The far-right British National Party has been stripped of the right to put up candidates in elections after failing to register its existence with a watchdog.
The Electoral Commission said the BNP had been removed from the register of political parties in Great Britain because it had not submitted the required annual notification and £25 fee which was due yesterday.
It means the party's name, descriptions or emblems cannot be used on ballot papers unless the extremist outfit submits a fresh application to be considered a recognised party.
The BNP - which in 2009 had more than 50 council seats and two MEPs - has been in steep decline for several years and fielded only eight candidates at the general election, down from 338 in 2010.
Its best known figure, Nick Griffin, was replaced as leader by Adam Walker months after losing the party's last remaining European Parliament seat in an electoral meltdown in 2014.
Mr Griffin, who accepted at the time that the BNP could be considered "racist", was later expelled for allegedly "trying to cause disunity" in a bid to destabilise the organisation.
BNP spokesman Stephen Squire said it was a "clerical error on our part" and that the party would submit the necessary paperwork within the next few days.
"It's a little bit embarrassing," he said, but insisted it would be " business as usual" for the party, which intended to contest the London mayoral election and some council seats.

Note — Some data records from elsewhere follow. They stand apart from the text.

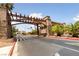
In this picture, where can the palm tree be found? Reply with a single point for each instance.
(7, 5)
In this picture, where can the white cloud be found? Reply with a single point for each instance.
(38, 15)
(76, 18)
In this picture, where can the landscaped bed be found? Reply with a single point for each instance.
(5, 42)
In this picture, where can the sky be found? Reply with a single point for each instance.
(59, 12)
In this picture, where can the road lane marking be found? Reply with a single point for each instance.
(66, 47)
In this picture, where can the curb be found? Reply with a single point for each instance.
(11, 50)
(66, 38)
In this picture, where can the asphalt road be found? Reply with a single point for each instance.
(40, 46)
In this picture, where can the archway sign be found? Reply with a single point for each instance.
(6, 16)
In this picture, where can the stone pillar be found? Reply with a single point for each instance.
(5, 24)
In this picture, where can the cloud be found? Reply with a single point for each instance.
(76, 18)
(38, 15)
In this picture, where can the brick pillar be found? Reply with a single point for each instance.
(5, 24)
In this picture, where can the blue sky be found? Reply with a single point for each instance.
(60, 12)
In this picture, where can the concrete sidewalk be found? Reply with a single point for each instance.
(4, 51)
(8, 50)
(64, 38)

"We've been overwhelmed by the number of phone calls we've had from people concerned we might be disappearing."
Liberal Democrat leader Tim Farron said Britain was a "little better off today because of this news".
He said: " The decent and fair-minded British public have stood up against the BNP and all they stand for - intolerance, hatred and an organisation that worked to stoke fear wherever they could. Britain is a little better off today because of this news, but we should always be mindful that just because the BNP have fallen off the register, they could come back. We also still have organisations like Britain First working to fan the flames of intolerance.
"Today is a victory for the thousands of people and organisations like Hope Not Hate who worked to make the case for an inclusive, welcoming and outward-looking nation."